To register your own handler, you need to define the handler and then register it to the feature type. If the handler already exists, there is no need to create a new one.

In this example a new feature type validator, `.is_visa_card_handler()`, is created. It checks to see if the credit card number is issued by Visa. The next cell creates the `is_visa_card_handler()` function that tests each element in the `data` parameter is a valid Visa credit card number. Then it returns a boolean series the same length as `data`.

In [None]:
def is_visa_card_handler(data: pd.Series, *args, **kwargs) -> pd.Series:
    """
    Processes given data and indicates if the data matches Visa credit card.

    Parameters
    ----------
    data: pd.Series
        The data to process.

    Returns
    --------
    pd.Series: The logical list indicating if the data matches requirements.
    """
    _pattern_string = r"""
        ^(?:4[0-9]{12}(?:[0-9]{3})?         # Visa
        |  ^4[0-9]{12}(?:[0-9]{6})?$        # Visa 19 digit
        )$
    """
    PATTERN = re.compile(_pattern_string, re.VERBOSE)
    def _is_credit_card(x: pd.Series):
        return (
            not pd.isnull(x)
            and PATTERN.match(str(x)) is not None
        )
    return data.apply(lambda x: True if _is_credit_card(x) else False)

<a id='validator_register'></a>
## Registering a Default Feature Type Validator

The feature type validator, needs to be registered with the feature type. You do that using the `.register()` method, which is part of the feature type object. The feature type manager is used to obtain a link to the feature type object.


The `.register()` method has the following parameters:
- `name`: The validator name that is used to invoke the feature type validator.
- `default_handler`: The function name of the default feature type validator.
- `replace`: The flag indicating if the registered handler should be replaced with the new one.

The next cell obtains the feature type object, `CreditCard`, and then it registers the default feature type validator. If one exists, with the same name, it is replaced. A call to `CreditCard.validator_registered()` returns the registered handlers for the credit card feature type.

In [None]:
CreditCard = feature_type_manager.feature_type_object('credit_card')
CreditCard.validator.register(name='is_visa_card', handler=is_visa_card_handler, replace = True)
CreditCard.validator.registered()

The next cell demonstrates how to use the `.is_visa_card()` feature type validator. A series is created that contains credit cards from Visa, Mastercard and American Express. The `.is_visa_card()` feature type validator is called and it returns a boolean series indicating which credit cards are issued by Visa.

In [None]:
visa = ["4532640527811543", "4556929308150929"]
mastercard = ["5406644374892259", "5440870983256218"]
amex = ["371025944923273", "374745112042294"]
series = pd.Series(visa + mastercard + amex, name='Credit Card')
series.ads.feature_type = ['credit_card']
CreditCard.validator.is_visa_card(series)

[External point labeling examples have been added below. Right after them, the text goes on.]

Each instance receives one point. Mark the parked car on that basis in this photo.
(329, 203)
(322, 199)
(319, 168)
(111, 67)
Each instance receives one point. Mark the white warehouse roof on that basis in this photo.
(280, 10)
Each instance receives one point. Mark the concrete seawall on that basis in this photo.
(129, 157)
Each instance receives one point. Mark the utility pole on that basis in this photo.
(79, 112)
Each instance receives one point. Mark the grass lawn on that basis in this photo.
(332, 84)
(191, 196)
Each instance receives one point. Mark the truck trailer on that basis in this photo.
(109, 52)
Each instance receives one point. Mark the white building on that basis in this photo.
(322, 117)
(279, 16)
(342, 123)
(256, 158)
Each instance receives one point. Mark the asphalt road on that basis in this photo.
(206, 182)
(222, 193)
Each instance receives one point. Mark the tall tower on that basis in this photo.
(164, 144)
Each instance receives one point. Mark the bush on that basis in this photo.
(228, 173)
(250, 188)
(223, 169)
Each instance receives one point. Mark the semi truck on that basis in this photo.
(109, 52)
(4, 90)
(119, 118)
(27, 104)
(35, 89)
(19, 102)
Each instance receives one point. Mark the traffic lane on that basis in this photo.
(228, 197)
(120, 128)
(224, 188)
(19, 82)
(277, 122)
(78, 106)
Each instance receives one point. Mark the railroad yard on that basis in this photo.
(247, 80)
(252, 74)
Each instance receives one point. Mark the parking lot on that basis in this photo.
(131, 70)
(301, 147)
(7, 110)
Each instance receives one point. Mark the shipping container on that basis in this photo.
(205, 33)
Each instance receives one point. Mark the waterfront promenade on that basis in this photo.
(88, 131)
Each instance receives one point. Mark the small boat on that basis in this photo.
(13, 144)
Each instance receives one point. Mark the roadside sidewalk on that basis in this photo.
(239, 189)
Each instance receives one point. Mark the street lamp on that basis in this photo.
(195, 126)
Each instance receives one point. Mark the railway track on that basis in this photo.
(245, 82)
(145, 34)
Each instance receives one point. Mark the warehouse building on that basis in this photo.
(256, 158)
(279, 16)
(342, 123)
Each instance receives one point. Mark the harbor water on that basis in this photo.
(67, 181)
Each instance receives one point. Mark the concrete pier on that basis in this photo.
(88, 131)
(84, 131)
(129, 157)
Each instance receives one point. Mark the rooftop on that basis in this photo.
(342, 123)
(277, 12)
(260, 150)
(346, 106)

Using `CreditCard.validator.is_visa_card?`, with a question mark, shows that `is_visa_card` is an object that has several built-in methods. For example, `.register()`, and `.registered()`. These methods help you to extend the functionality of the handler. 

In [None]:
CreditCard.validator.is_visa_card?

<a id='condition_handler'></a>
# Condition Feature Type Validator

Each feature type validator has a default handler that is called when no condition handler can handle a request. A condition feature type validator allows you to specify arbitrary parameters that are passed to the feature type system. The system examines these parameters and determines the best handler that should be dispatched. This determination is done by using the most restrictive set of parameter criteria.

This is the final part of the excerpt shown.